To recap: Buying a CD in a store is ¥3000 ($37!!!). On iTunes, something like "Best of Mihimaru GT 2" (a band you have never heard a single song from but of course has two best of albums) is ¥2000. If you get the same CD at Tsutaya a few weeks after release, ¥390. And I would guess that 90% of people listen to the music on a mobile device that is not a Discman, so the value of owning the actual disc is near nil for anyone other than hardcore fans.

Overall, this makes me think the actual "price" for an album of recorded music in Japan is around ¥400. Maybe the gap between that price and the ¥3000 standard price is why no one buys CDs anymore.
Tim Hall's profile photoJuhana Uuttu's profile photoNéojaponisme's profile photoPeter Durfee's profile photo
@clairetanaka raised the good point on Twitter that you have to wait three weeks for new Japanese releases before you can rent them. And you have to wait a year for foreign releases. So the "cost" of getting a ¥3000 Japanese CD the first three weeks is basically ¥2500. Pretty pricey, which means that only super-fans are willing to buy CDs.

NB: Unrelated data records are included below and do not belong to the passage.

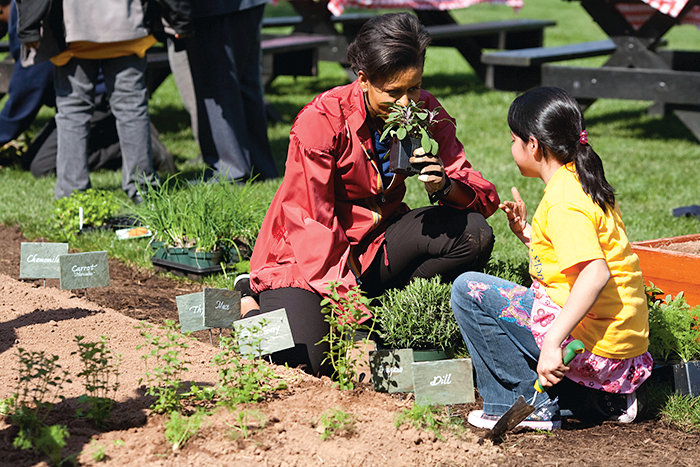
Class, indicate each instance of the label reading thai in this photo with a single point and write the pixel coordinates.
(40, 260)
(391, 370)
(443, 382)
(264, 334)
(190, 310)
(84, 270)
(221, 308)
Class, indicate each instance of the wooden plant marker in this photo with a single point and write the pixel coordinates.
(274, 336)
(40, 260)
(392, 370)
(443, 382)
(84, 270)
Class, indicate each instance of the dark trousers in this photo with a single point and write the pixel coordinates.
(225, 60)
(423, 243)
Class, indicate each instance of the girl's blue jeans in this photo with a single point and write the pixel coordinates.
(494, 317)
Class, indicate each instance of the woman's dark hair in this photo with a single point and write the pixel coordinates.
(555, 120)
(389, 44)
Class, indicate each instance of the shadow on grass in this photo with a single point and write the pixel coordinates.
(658, 128)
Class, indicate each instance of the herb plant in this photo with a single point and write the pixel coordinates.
(241, 380)
(412, 121)
(101, 378)
(335, 422)
(204, 216)
(180, 428)
(98, 206)
(419, 316)
(164, 378)
(39, 385)
(674, 328)
(343, 314)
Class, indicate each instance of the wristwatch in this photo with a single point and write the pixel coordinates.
(436, 196)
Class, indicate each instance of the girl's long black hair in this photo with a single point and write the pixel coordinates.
(554, 118)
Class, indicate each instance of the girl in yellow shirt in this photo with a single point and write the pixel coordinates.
(587, 284)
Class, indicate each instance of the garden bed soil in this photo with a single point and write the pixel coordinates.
(34, 317)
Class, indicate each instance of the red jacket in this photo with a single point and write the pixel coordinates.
(328, 218)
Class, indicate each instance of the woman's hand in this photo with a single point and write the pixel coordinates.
(550, 366)
(517, 216)
(432, 171)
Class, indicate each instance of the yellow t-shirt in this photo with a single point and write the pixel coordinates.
(95, 50)
(569, 228)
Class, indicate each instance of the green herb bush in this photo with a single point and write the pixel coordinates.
(343, 314)
(418, 316)
(205, 215)
(674, 327)
(98, 206)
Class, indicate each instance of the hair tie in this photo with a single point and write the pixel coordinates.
(583, 137)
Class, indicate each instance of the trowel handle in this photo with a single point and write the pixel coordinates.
(572, 349)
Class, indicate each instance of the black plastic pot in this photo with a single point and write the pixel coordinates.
(399, 154)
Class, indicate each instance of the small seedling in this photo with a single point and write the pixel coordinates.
(164, 378)
(40, 382)
(343, 314)
(101, 379)
(426, 418)
(335, 422)
(244, 420)
(241, 380)
(181, 428)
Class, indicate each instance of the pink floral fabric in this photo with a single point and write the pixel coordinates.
(622, 376)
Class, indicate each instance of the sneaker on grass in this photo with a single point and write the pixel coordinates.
(622, 408)
(546, 417)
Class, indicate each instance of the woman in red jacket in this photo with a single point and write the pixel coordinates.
(339, 216)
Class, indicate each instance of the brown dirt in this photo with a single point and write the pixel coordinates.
(692, 248)
(45, 318)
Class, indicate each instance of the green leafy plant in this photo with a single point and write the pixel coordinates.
(335, 422)
(97, 206)
(164, 378)
(344, 314)
(412, 121)
(39, 385)
(419, 316)
(674, 327)
(100, 376)
(180, 428)
(243, 380)
(205, 216)
(427, 418)
(244, 421)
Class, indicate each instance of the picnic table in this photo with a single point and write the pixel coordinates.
(327, 18)
(638, 68)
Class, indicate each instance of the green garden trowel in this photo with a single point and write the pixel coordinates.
(520, 410)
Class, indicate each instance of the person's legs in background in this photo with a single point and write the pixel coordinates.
(224, 56)
(126, 88)
(75, 95)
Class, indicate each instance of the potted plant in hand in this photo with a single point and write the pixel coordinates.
(410, 128)
(674, 338)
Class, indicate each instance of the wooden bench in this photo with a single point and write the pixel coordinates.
(519, 70)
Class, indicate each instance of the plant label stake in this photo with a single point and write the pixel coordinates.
(264, 334)
(83, 270)
(40, 260)
(190, 310)
(391, 370)
(520, 410)
(443, 382)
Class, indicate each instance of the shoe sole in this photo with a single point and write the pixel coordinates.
(475, 419)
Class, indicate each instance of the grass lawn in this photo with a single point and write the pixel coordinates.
(651, 161)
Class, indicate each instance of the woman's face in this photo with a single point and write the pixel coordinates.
(402, 87)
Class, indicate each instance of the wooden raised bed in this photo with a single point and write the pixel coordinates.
(671, 270)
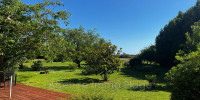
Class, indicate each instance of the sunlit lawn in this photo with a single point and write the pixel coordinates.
(126, 84)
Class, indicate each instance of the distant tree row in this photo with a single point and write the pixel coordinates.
(172, 37)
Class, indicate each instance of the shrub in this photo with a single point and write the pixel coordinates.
(37, 65)
(72, 66)
(135, 61)
(151, 79)
(21, 66)
(126, 64)
(103, 60)
(185, 77)
(88, 70)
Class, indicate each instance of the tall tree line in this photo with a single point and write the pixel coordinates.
(173, 36)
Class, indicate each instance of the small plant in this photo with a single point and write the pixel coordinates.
(88, 70)
(21, 66)
(135, 62)
(72, 66)
(37, 66)
(126, 64)
(151, 79)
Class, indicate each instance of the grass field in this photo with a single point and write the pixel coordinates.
(127, 84)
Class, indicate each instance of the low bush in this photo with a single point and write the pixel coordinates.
(21, 66)
(126, 64)
(135, 61)
(185, 77)
(37, 66)
(88, 70)
(152, 80)
(73, 66)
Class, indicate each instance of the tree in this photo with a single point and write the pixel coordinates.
(148, 54)
(103, 60)
(124, 55)
(82, 43)
(185, 77)
(172, 37)
(25, 29)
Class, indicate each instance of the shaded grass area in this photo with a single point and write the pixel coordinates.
(127, 84)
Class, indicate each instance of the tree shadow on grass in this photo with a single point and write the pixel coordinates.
(139, 72)
(80, 81)
(53, 68)
(23, 78)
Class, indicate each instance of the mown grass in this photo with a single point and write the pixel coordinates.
(127, 84)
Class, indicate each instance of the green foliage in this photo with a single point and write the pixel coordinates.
(185, 77)
(103, 60)
(82, 43)
(26, 30)
(152, 80)
(124, 55)
(172, 37)
(72, 66)
(135, 61)
(37, 66)
(126, 64)
(89, 97)
(87, 70)
(148, 54)
(193, 39)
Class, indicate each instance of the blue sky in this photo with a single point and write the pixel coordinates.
(129, 24)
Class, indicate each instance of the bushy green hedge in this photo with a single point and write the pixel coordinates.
(185, 77)
(37, 66)
(135, 61)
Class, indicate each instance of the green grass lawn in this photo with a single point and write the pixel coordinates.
(127, 84)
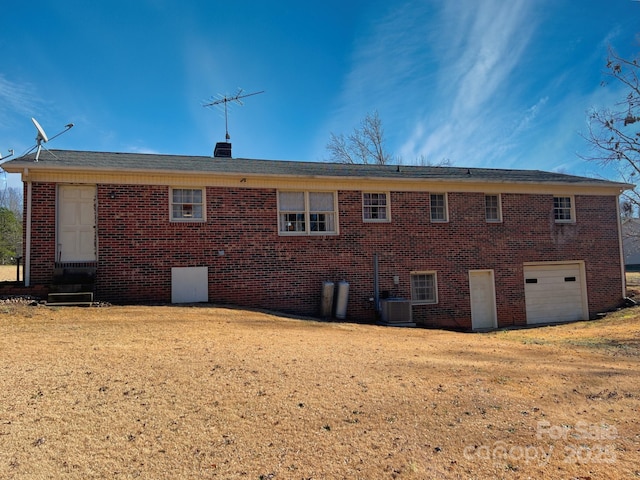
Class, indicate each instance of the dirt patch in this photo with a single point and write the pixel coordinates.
(206, 392)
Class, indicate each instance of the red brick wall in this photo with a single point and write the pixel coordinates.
(251, 265)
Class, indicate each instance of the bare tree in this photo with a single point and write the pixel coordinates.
(364, 145)
(614, 133)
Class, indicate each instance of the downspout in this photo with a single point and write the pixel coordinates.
(376, 287)
(622, 268)
(27, 241)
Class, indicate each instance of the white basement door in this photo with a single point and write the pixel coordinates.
(189, 284)
(555, 293)
(76, 223)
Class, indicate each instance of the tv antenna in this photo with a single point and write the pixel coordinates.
(41, 137)
(2, 159)
(225, 100)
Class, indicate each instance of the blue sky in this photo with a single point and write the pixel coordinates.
(492, 83)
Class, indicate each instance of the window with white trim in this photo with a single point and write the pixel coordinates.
(563, 211)
(187, 204)
(438, 207)
(375, 207)
(493, 208)
(424, 288)
(307, 213)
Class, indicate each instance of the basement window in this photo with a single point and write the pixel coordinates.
(187, 204)
(424, 288)
(307, 213)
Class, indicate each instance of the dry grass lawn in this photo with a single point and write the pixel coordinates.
(206, 392)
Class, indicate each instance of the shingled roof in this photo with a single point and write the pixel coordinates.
(141, 162)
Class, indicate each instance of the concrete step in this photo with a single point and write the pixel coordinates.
(70, 299)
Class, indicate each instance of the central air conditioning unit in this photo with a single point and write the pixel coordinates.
(396, 312)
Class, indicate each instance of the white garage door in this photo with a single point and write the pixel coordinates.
(555, 293)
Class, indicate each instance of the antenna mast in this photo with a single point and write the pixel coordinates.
(225, 100)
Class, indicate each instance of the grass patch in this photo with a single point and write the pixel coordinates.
(179, 392)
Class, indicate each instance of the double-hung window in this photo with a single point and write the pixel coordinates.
(187, 204)
(424, 287)
(492, 208)
(563, 211)
(307, 213)
(438, 207)
(375, 207)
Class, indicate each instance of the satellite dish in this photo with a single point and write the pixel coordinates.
(42, 137)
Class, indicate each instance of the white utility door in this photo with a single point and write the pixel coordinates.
(555, 293)
(76, 223)
(483, 299)
(189, 284)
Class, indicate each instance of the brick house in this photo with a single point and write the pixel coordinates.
(465, 248)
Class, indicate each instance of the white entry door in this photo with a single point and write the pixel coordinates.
(483, 299)
(76, 223)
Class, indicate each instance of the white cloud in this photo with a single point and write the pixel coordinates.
(16, 100)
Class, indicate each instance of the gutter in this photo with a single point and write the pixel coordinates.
(27, 241)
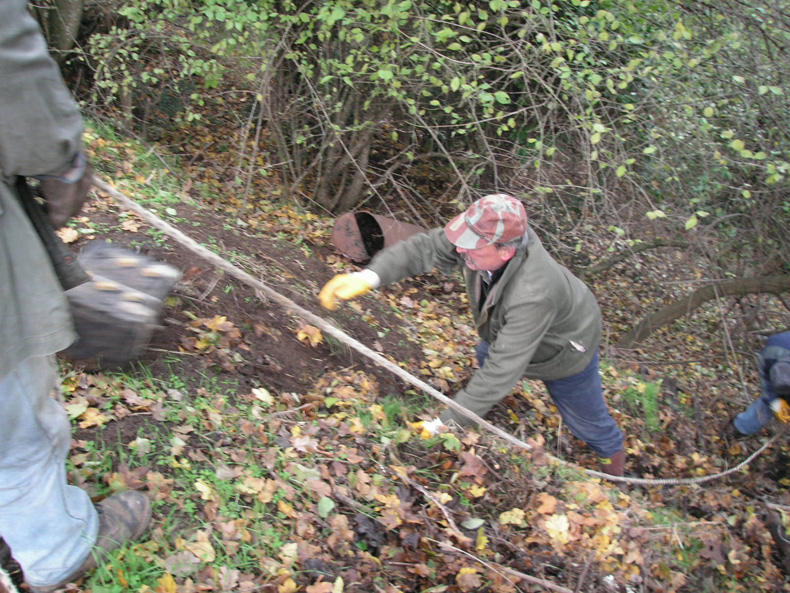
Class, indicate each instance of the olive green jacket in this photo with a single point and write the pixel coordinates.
(540, 320)
(40, 132)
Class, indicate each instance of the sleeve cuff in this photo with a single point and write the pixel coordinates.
(370, 277)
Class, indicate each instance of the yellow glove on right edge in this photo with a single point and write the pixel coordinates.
(781, 409)
(343, 286)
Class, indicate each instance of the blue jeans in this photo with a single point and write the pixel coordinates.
(579, 399)
(49, 525)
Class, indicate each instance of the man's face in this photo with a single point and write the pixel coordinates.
(489, 258)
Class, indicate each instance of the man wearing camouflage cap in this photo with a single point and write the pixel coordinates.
(535, 319)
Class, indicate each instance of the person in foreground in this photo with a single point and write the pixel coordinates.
(535, 319)
(773, 364)
(53, 530)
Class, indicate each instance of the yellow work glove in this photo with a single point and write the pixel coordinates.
(343, 286)
(781, 409)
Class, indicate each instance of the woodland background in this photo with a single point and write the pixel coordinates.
(648, 142)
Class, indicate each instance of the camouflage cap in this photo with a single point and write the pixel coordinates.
(498, 218)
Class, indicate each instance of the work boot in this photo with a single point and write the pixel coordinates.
(614, 465)
(123, 517)
(10, 572)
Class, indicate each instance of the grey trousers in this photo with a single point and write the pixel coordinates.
(49, 525)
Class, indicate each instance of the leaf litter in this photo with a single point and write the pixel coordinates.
(279, 460)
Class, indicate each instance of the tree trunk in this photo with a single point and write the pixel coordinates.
(61, 24)
(670, 313)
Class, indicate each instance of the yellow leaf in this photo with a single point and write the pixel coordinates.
(286, 509)
(338, 585)
(68, 234)
(92, 417)
(207, 492)
(288, 586)
(309, 335)
(481, 541)
(513, 517)
(167, 584)
(263, 395)
(547, 503)
(201, 548)
(558, 528)
(216, 323)
(476, 491)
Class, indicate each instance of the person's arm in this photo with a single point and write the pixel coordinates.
(40, 123)
(416, 255)
(525, 325)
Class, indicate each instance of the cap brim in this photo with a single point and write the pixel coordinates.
(460, 235)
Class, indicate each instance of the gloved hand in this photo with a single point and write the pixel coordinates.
(343, 286)
(434, 427)
(66, 193)
(781, 409)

And I though the US/UK record industry had no clue.
Is it the same with libraries? Or do they even stock CDs?
In that survey some people did mention just borrowing CDs from libraries. 
I've always been amazed at the blatant stocking of cassette tapes, then MDs, and today blank CD-Rs by the rental shop counters. This method of amassing a music collection has never been even remotely under the radar, even when I was doing it with LPs in the 1980s.

My favorite place in my old neighborhood helpfully put stickers on all the albums telling you just how long each side was, in minutes and seconds; then you could choose the perfect blank tape from the bewilderingly large array of lengths available. I'd go back to the States and wonder why there were only 30, 45, 60, and 90 minute tapes available. "Where are the 72 and 48 minute versions?"